Getting back to the biological theme, proteins aren’t really all that simple. From what you’ll have read on other posts in this blog there’s a lot of effort that goes into modelling them. The position of even a small peptide loop can have a big effect on how a protein functions. So if you have a network of 15 – 25 thousand proteins you can imagine that the complexity of that system is quite incredible. That system is the human body.

Looking at systems from the perspective of interactions between components creating complex behaviour, it’s really not that surprising that human diseases often function by disrupting the network of protein interactions as found by this paper recently published in Cell. Assuming there’s a human disease which has survived for generations and generations, it is likely to be quite effective in how it functions. And if you have a complex system like the human body, the easiest way to disrupt that arising behaviour called “a healthy life”, is to alter a few of the interactions. Showing this for a large group of disease-associated missense mutations is however pretty impressive and time-consuming, which is probably why there are about 50 people from over 20 different institutions in the author list.

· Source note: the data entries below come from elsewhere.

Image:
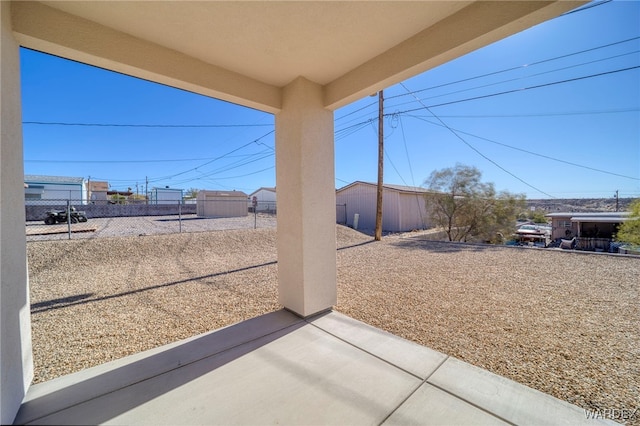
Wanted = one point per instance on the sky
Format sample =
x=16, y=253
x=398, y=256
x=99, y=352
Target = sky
x=551, y=112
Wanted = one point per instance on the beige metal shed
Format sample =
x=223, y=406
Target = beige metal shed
x=221, y=204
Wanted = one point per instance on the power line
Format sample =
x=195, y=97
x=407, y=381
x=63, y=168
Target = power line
x=530, y=152
x=525, y=77
x=480, y=153
x=516, y=68
x=522, y=89
x=541, y=114
x=52, y=123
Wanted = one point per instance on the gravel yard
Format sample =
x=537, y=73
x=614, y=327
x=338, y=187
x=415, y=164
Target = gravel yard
x=564, y=323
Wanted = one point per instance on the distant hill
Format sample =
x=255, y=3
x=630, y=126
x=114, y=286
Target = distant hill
x=579, y=204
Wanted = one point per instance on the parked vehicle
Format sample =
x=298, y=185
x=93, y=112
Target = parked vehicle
x=60, y=216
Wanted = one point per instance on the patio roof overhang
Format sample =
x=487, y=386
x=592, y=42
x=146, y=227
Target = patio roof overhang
x=246, y=52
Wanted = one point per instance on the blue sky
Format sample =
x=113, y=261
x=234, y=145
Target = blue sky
x=551, y=112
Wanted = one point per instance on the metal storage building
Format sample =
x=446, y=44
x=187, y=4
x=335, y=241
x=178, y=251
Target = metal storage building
x=221, y=204
x=403, y=207
x=165, y=196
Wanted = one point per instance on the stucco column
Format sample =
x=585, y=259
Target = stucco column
x=306, y=200
x=16, y=365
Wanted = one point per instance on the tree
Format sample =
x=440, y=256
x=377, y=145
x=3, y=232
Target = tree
x=469, y=209
x=629, y=231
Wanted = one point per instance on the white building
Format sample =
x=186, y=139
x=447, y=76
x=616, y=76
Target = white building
x=40, y=189
x=165, y=196
x=403, y=207
x=222, y=204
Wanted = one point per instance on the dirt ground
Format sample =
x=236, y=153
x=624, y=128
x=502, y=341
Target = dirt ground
x=564, y=323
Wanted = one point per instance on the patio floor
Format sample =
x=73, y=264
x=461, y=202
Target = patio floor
x=281, y=369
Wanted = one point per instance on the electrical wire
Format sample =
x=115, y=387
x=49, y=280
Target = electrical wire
x=531, y=152
x=480, y=153
x=515, y=68
x=52, y=123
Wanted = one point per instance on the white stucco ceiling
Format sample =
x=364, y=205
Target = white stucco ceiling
x=246, y=52
x=273, y=42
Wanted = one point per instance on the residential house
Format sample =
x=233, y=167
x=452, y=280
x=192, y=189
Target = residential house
x=593, y=231
x=54, y=190
x=98, y=192
x=403, y=207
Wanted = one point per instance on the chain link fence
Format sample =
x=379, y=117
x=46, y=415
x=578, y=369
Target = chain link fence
x=72, y=219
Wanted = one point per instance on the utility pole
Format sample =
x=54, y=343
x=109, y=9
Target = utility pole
x=378, y=233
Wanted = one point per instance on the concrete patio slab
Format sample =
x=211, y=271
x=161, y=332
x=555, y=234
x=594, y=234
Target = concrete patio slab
x=411, y=357
x=279, y=368
x=509, y=400
x=430, y=405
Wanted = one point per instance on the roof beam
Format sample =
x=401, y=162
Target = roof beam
x=40, y=27
x=477, y=25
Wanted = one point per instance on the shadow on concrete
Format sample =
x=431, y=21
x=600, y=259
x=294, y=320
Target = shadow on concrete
x=58, y=303
x=202, y=355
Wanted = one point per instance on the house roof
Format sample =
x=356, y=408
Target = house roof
x=392, y=187
x=224, y=193
x=246, y=52
x=60, y=180
x=263, y=188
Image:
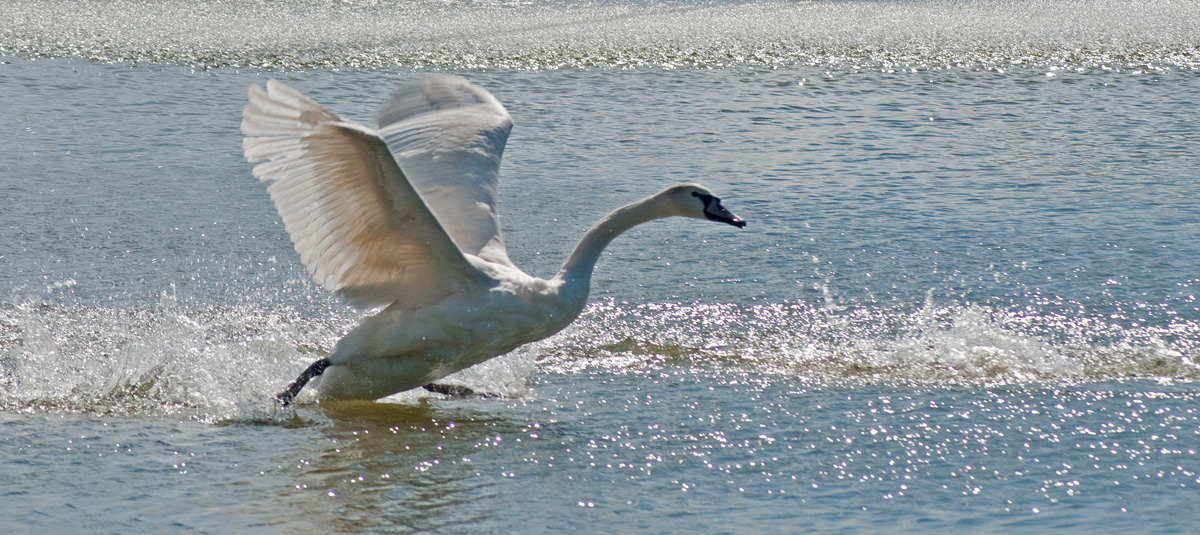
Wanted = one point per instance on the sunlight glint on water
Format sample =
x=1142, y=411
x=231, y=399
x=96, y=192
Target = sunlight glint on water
x=965, y=301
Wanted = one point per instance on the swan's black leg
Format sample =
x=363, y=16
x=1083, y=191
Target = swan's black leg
x=317, y=368
x=459, y=391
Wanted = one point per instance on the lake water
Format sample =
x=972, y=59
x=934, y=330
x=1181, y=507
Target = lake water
x=965, y=301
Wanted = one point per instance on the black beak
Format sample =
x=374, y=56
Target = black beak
x=714, y=211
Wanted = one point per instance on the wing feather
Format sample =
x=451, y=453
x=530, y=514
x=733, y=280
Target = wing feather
x=449, y=136
x=358, y=223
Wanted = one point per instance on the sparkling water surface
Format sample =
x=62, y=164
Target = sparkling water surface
x=965, y=300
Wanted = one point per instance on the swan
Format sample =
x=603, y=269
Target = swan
x=403, y=217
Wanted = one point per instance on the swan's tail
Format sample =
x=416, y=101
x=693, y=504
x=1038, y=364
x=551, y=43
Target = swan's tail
x=286, y=397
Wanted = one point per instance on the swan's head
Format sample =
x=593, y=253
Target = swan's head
x=695, y=200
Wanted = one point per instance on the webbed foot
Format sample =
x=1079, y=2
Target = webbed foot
x=286, y=397
x=460, y=391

So what exactly did they show? They showed what happens when there is a mutation in a gene that causes a disease. Such a mutation replaces an amino acid in the protein sequence encoded by the gene. The resulting protein is then somehow different. The group around Marc Vidal and Susan Lindquist showed that rather than affecting the stability of the protein, the system tends to be targeted via the interactions of the protein. What is more, they showed that different mutations of the same gene can affect different sets of interactions. Using their “edgotyping” approach it is possible to characterize the type of effect a mutation will have and possibly predict the change in phenotype (i.e. the disease state).

Edgotyping classifies the effect of disease associated mutations (Sahni et al)

Edgotyping classifies the effect of disease associated mutations (Sahni et al)

Now if the possibility of predicting how a single mutation (1 in ~300 amino acids), in a single protein (1 in ~ 25,000 proteins) affects the human body doesn’t convince you that networks are pretty powerful, I really don’t know what will. But now back to the important stuff…. how do you make a real life neural network with communicating dogs? And could you make them reach level two on Mario? Or… Super Mario Dog?